Dix institutions financières européennes, notamment ABN AMRO, DekaBank, DZ BANK et Natixis CIB, ont lancé Regulated Layer One, un réseau blockchain détenue conjointement pour les marchés financiers réglementés, a indiqué le groupe dans un communiqué de presse publié mardi.
Le lancement regroupe l'un des efforts les plus anciens en Europe sur la blockchain bancaire au sein d'une infrastructure partagée et détenue par les membres, au moment où les pilotes de tokenisation à travers la région entrent en conflit avec un écheveau fragmenté de réseaux privés. RL1 est structuré comme une société coopérative européenne (SCE), domiciliée au Luxembourg, et chaque membre détient des droits égaux de décision sur la gouvernance et le développement du réseau.

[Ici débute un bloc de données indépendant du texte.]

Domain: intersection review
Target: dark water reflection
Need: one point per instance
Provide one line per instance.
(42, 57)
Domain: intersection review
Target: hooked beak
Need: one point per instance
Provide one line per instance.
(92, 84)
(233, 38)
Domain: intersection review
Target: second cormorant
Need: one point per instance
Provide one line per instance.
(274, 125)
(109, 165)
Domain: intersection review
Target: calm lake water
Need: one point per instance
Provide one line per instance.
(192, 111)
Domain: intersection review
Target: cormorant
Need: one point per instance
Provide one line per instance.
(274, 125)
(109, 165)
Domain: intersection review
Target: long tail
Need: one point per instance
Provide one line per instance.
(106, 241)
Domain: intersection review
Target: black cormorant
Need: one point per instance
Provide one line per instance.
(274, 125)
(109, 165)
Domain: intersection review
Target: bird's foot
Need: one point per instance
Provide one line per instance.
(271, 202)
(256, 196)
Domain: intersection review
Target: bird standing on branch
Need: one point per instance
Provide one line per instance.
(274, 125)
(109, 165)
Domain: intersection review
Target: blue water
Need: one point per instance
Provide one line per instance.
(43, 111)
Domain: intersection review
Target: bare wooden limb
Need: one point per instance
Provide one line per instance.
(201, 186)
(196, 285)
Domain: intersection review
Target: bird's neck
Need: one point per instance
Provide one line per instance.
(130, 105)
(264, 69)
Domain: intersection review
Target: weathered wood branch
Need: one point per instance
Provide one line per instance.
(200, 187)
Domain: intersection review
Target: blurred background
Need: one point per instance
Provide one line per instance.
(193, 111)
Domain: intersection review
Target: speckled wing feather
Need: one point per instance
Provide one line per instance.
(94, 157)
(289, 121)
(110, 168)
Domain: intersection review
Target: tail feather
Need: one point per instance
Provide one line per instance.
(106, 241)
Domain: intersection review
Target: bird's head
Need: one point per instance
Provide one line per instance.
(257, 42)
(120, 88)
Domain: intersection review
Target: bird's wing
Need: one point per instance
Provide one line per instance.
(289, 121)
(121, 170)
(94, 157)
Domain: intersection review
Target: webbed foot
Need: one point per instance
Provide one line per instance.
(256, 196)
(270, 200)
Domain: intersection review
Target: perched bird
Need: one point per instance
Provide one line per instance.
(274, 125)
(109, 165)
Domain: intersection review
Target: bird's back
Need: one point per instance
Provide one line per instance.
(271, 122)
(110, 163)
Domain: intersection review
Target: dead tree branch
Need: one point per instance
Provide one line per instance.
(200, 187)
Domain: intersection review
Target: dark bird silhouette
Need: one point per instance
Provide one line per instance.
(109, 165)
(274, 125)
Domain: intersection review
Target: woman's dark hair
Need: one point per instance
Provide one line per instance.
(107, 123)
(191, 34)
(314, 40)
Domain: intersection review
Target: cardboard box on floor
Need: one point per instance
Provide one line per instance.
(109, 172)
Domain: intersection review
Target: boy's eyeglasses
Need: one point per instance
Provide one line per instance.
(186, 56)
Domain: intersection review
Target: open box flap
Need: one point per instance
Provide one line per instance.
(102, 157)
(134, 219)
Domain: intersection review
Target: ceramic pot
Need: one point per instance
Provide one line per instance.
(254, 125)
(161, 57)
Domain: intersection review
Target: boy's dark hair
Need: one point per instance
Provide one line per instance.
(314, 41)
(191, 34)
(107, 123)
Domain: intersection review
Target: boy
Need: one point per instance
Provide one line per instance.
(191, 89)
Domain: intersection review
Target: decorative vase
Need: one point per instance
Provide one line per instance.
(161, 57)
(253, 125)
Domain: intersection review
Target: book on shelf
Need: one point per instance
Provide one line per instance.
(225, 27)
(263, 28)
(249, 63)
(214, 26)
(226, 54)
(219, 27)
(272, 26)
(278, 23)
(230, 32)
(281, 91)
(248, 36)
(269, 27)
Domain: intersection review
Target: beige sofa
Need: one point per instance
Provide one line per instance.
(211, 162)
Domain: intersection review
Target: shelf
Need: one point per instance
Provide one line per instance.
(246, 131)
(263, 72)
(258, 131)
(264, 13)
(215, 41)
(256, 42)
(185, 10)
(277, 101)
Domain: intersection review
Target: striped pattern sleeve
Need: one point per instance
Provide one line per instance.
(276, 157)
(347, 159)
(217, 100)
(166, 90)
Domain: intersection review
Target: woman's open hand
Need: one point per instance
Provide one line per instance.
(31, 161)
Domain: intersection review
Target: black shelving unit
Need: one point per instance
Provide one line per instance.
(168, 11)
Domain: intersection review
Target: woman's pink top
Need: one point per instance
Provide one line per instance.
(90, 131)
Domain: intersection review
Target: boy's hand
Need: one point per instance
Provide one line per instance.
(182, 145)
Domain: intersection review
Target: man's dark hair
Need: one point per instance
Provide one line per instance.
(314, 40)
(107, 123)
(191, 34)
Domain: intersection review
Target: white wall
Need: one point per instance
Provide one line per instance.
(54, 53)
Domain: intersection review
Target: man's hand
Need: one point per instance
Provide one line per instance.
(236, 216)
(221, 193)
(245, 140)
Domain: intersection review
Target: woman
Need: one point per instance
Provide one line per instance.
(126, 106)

Le réseau fonctionne sur une infrastructure construite par SWIAT, la fintech basée à Francfort détenue par DekaBank, LBBW, SC Ventures et Comyno, qui a transféré la propriété du réseau à la coopérative. Le système fonctionne en production depuis trois ans et a régi plus de 50 transactions d'une valeur supérieure à 700 millions d'euros, soit environ 815 millions de dollars, selon le communiqué. Henning Vollbehr, qui dirigeait SWIAT en tant que directeur général, prend la tête de la nouvelle coopérative.
« RL1 servira d'infrastructure de connexion pour le marché financier numérique européen, permettant aux institutions participantes de passer d'initiatives de tokenisation isolées à un écosystème de marché des capitaux intégré, liquide et évolutif », a déclaré Vollbehr dans le communiqué.
Un membre, un vote
La cohorte fondatrice regroupe l'Allemagne, les Pays-Bas, la France et l'Espagne : ABN AMRO, Cecabank, Chartered Investment, Crédit Mutuel Alliance Fédérale, DekaBank, DZ BANK, LBBW, Natixis CIB, SC Ventures et Seturion. NatWest, listée sur le site de RL1 comme « rejoignant prochainement », a participé à la première phase de l'initiative, et les établissements publics allemands KfW et L-Bank soutiennent le projet. La coopérative a indiqué que des négociations sont en cours avec plusieurs autres banques européennes.
Le réseau autorisé cible les processus des institutions réglementées : l'émission d'obligations numériques, les actifs du monde réel tokenisés, la mobilisation de garanties sur chaîne, les stablecoins émis par les banques, ainsi que le calcul des marges pour les repo et les dérivés. Les registres électroniques de titres supervisés par la BaFin de SWIAT passeront à RL1.
La version RL1 est présentée comme une réponse aux infrastructures que la Banque centrale européenne construit déjà, en citant les initiatives Appia et Pontes de la BCE pour régler des transactions tokenisées en monnaie de banque centrale. Un registre partagé pour les banques commerciales, soutient-on, offre à ces initiatives — ainsi qu'aux stablecoins, aux fonds de marché monétaire tokenisés et aux obligations numériques — un lieu de règlement commun au lieu d'une multitude de pilotes incompatibles.